There is not really one thing to put a finger on and say this is why. A few reasons are you went to the school, from an area and fill a sense of pride. All of that trumps the NFL yet despite being a better product, college football is vastly popular. We will get in the action on Twitter to watch the weeknight #MACtion, a Sun Belt game, the late-night Hawaii game or even FCS playoffs. Just check Twitter on any college football night and people are interacting and talking about any and every game.

It also comes down to tradition such as the flyover at Air Force or its falcon that flies around the stadium, the various ridiculous trophy games out there and to the million other traditions that each and every school feel that they really do have the best or most unique tradition.

Before you read the next part make sure to click play on the YouTube video below and then read the excerpt from Bill Connelly's book, Study Hall.

"In Lincoln, Nebraska, 85,000 people make an incomprehensible amount of noise watching on an enormous jumbotron as 100 young men walk through a hallway.

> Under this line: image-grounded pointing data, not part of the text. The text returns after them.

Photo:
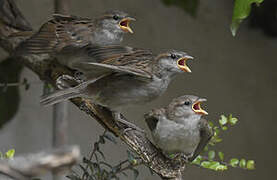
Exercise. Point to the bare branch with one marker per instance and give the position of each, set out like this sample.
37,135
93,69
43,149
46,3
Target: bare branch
49,70
33,165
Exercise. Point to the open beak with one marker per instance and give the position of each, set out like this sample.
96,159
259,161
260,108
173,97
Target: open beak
196,107
182,63
124,24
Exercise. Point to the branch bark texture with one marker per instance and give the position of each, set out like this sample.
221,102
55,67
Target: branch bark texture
34,165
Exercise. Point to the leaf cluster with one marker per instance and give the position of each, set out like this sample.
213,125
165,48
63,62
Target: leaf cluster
215,160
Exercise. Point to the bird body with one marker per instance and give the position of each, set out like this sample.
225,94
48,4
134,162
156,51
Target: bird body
175,137
63,31
180,128
116,92
132,75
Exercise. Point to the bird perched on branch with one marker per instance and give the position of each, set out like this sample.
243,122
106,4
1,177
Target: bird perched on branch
120,76
179,127
72,31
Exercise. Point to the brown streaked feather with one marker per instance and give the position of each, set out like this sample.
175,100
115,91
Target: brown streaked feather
118,59
206,133
57,33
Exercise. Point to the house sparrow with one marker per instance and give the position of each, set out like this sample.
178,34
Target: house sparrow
70,31
119,76
179,127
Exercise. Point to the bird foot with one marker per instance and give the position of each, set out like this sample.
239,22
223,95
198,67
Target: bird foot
66,81
79,76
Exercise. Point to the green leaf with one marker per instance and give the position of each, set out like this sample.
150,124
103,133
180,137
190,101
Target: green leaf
221,155
10,153
234,162
211,124
197,160
221,167
214,165
211,155
223,120
241,11
206,164
242,163
190,6
232,120
136,173
131,157
250,165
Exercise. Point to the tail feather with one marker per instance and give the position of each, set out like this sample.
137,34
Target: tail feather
59,96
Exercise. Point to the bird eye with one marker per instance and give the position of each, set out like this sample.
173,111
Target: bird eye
173,56
186,103
115,17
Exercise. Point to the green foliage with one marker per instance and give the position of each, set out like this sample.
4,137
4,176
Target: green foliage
215,161
8,155
190,6
241,11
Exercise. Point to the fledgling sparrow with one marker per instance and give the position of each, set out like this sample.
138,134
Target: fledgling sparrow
64,31
120,76
179,127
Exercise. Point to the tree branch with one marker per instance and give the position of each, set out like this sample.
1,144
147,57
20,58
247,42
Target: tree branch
49,70
33,165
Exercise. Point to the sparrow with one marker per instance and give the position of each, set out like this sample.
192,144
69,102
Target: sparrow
63,31
179,127
119,76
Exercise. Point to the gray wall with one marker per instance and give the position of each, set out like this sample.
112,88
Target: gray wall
237,76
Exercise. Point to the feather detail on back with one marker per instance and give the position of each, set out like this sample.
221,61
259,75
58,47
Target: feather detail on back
57,33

In Columbia, South Carolina, old Southern men yell and wave towels to the pulsating beat of a nearly 15-year old song by Finnish trance DJ Darude.

In Blacksburg, Virginia, engineering majors make an equal amount of noise following the opening notes to a classic rock song from Los Angeles-based Metallica.

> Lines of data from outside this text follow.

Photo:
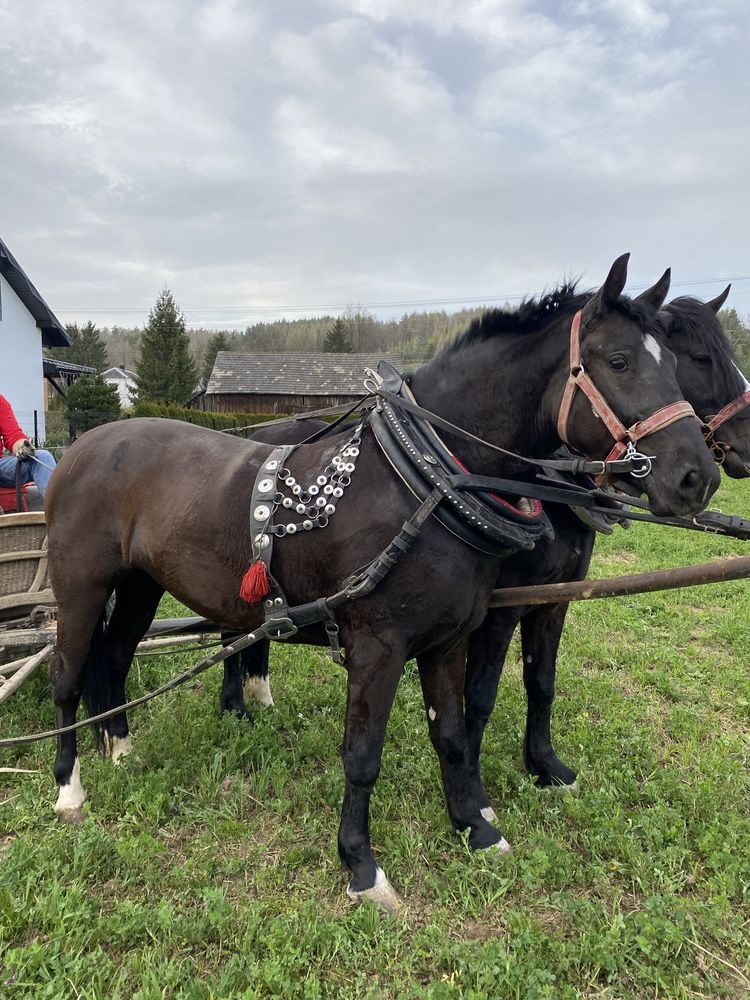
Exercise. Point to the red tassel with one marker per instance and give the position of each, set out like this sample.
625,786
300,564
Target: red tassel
255,585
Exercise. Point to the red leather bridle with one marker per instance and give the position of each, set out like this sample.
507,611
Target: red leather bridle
625,437
719,449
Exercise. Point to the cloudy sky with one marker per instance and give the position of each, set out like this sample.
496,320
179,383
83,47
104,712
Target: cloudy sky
287,158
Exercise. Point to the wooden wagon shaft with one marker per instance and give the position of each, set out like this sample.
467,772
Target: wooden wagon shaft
720,571
636,583
9,686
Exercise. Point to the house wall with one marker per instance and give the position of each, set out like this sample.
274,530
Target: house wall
123,387
21,378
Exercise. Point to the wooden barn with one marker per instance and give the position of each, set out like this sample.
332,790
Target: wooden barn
287,383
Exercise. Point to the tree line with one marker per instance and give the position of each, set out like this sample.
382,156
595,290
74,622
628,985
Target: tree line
172,363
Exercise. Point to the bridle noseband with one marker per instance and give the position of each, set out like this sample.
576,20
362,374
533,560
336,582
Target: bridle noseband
625,438
719,449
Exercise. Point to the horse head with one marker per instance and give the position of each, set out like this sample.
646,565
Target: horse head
710,378
631,395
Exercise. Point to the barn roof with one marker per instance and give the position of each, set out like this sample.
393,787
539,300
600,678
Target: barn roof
54,333
293,374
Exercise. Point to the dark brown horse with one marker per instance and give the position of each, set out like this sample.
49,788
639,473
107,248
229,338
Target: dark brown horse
129,512
710,381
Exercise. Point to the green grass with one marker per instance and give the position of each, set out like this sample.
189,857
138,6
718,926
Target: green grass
207,867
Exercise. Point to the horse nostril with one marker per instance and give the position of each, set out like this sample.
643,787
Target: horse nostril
691,482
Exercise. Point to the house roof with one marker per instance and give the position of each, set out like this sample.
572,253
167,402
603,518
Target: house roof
51,368
53,332
293,374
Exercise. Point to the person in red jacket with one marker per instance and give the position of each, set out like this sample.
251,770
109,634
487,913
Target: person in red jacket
36,466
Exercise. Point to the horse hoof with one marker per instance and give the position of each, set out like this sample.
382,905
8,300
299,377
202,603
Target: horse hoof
560,789
120,747
258,689
382,894
73,816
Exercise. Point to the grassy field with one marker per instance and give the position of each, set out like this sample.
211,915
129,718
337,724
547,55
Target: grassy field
207,867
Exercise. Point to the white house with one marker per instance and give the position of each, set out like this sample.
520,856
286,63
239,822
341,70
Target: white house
27,324
125,381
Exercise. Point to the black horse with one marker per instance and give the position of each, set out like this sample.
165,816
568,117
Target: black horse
504,381
709,378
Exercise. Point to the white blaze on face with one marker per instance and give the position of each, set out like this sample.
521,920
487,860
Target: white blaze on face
652,347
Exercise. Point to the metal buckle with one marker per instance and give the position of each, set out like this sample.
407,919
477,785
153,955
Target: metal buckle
632,455
280,628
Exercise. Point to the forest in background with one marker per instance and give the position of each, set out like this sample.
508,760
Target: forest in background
416,336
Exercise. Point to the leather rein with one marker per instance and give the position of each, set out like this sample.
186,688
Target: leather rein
719,449
625,438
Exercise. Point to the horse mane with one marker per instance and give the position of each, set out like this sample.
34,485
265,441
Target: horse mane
700,324
534,314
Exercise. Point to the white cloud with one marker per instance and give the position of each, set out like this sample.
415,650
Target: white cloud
367,150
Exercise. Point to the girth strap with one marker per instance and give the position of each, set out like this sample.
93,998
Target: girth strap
712,423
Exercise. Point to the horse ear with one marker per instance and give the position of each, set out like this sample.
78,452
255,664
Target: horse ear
720,299
656,294
610,291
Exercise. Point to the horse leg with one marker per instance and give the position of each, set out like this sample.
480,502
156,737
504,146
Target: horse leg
257,686
442,674
541,631
137,597
371,687
78,621
245,677
488,648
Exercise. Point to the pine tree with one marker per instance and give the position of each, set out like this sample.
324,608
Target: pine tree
216,342
91,401
165,369
337,339
86,347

In Madison, Wisconsin, after 45 minutes of play, the home crowd jumps along in disturbing unison to a decades-old song from faux-Irish rap group House of Pain. It is so fun you can occasionally catch members of the visiting team joining in on the sideline.

In Auburn, Alabama, a town of 53,000, up to 87,000 people show up to watch an eagle fly around a stadium. A retired eagle still hangs out on campus. (The team's nickname is the Tigers, by the way.) In Tallahassee, Florida, a student is given a scholarship to dress up as a Seminole chief, ride into Doak Campbell Stadium on a horse named Renegade, and plant a spear into the ground.

In Starkville, Mississippi, home fans clang cowbells incessantly, and they are the only fans in the country allowed to do so. This is a big deal. In Stillwater, Oklahoma, the Cowboy Marching Band plays "The Waving Song" after the home team scores. The fans don't clap along, of course; they wave.

In Clemson, South Carolina, the home team pats a rock and runs down a hill to thunderous applause. In College Station, Texas, proud Aggies cheer along with male yell leaders dressed like milkmen, repeating chants that you don't understand and nodding quietly to the collie graveyard on the north end of the stadium.2

In Shreveport, Louisiana, local Louisiana State fans show up at the Independence Bowl, a game in which their team isn't playing, just so they can get some tailgating practice. In Boise, Idaho, Utah State beats Toledo in the Famous Idaho Potato Bowl. The trophy they receive is basically a crystal bowl of potatoes. Winning this ridiculous trophy is one of the program's finest moments." -- Bill Connelly, Football Study Hall.

Rejoice that college football is finally here, and enjoy these next four months because they will fly by in a blink of an eye.